Obviously, we should also not minimize the efforts of certain fundamentalist Muslim groups — I am thinking of the Muslim Brotherhood, which is very active in Canada — to prevent children of this faith from integrating into our society perceived, probably rightly, as being anti-religion. Were they at work at the Bedford School? In any case, there were links with a neighborhood mosque.

The case of the Bedford school has put subsidies for private religious schools back at the heart of the debate. Given the high level of public finance participation in these schools, would we be entitled to demand that they conform to the principle of secular schools like public schools? Excellent question for which there is no simple answer.

There are about 50 subsidized private religious schools in Quebec — and others that are not subsidized and fly under the radar. Half of them have a Catholic background although most no longer teach catechism and are run by secular boards of directors.

We no longer train soldiers of God at Brébeuf in Montreal any more than at the Saint-Cœur de Marie day school in Quebec.

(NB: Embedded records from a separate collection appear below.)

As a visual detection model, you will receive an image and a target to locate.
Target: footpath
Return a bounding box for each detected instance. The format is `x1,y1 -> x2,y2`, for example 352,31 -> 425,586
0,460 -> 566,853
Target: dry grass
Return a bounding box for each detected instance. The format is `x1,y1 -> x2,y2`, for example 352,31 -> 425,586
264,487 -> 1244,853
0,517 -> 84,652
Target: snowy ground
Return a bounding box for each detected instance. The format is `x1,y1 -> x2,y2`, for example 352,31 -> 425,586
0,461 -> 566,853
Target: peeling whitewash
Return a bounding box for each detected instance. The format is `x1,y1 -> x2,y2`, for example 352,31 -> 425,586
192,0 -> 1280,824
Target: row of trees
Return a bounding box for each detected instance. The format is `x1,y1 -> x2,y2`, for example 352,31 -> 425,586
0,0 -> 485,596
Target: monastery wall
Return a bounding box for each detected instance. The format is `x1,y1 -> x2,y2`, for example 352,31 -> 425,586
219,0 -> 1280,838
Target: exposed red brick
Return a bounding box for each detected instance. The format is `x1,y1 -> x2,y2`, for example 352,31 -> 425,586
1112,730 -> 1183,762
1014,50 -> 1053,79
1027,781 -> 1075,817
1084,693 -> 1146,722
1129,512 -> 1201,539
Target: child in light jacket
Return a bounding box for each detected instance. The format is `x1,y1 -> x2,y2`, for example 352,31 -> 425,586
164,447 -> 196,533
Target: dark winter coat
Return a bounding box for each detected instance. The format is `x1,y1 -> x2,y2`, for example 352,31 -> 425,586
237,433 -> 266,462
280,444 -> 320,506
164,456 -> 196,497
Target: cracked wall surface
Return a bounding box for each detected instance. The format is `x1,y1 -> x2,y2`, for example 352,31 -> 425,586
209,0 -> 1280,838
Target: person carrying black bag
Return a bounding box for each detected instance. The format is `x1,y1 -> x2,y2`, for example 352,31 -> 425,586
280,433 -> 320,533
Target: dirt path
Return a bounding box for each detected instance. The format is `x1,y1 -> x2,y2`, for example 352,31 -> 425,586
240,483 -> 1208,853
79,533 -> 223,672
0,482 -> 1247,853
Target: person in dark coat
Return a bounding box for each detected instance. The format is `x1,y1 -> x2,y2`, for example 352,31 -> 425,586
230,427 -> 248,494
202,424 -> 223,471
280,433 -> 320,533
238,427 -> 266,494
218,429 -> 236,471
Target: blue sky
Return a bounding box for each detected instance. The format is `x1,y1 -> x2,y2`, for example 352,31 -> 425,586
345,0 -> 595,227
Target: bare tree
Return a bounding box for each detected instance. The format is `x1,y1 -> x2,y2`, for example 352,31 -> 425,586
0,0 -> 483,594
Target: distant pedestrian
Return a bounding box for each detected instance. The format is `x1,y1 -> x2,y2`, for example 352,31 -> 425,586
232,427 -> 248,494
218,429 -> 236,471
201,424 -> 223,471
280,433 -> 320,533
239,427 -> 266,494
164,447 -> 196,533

Are we going to cut off their food because of their Catholic heritage? Or their name? Prove to me that just one of these ancient schools founded by the clergy is stuffing the heads of today’s students with wall-to-wall religious teaching and I will change my mind. But for once, I agree with François Legault. The existence of formerly religious private schools cannot be jeopardized because two or three subsidized evangelical Protestant schools put Jesus at the heart of their educational program. Or Allah in the case of private Muslim schools.

We live in a pluralistic society. We must stem community abuses like those at the Bedford school, a worrying situation, I repeat, but we must also recognize that in our system, parents have the right to pay to obtain a religious education. Even if it relaxes. Good luck changing that. By the way, the same thing exists in , the cradle of secularism.

In the realm of the collective, Quebec, individual rights still exist.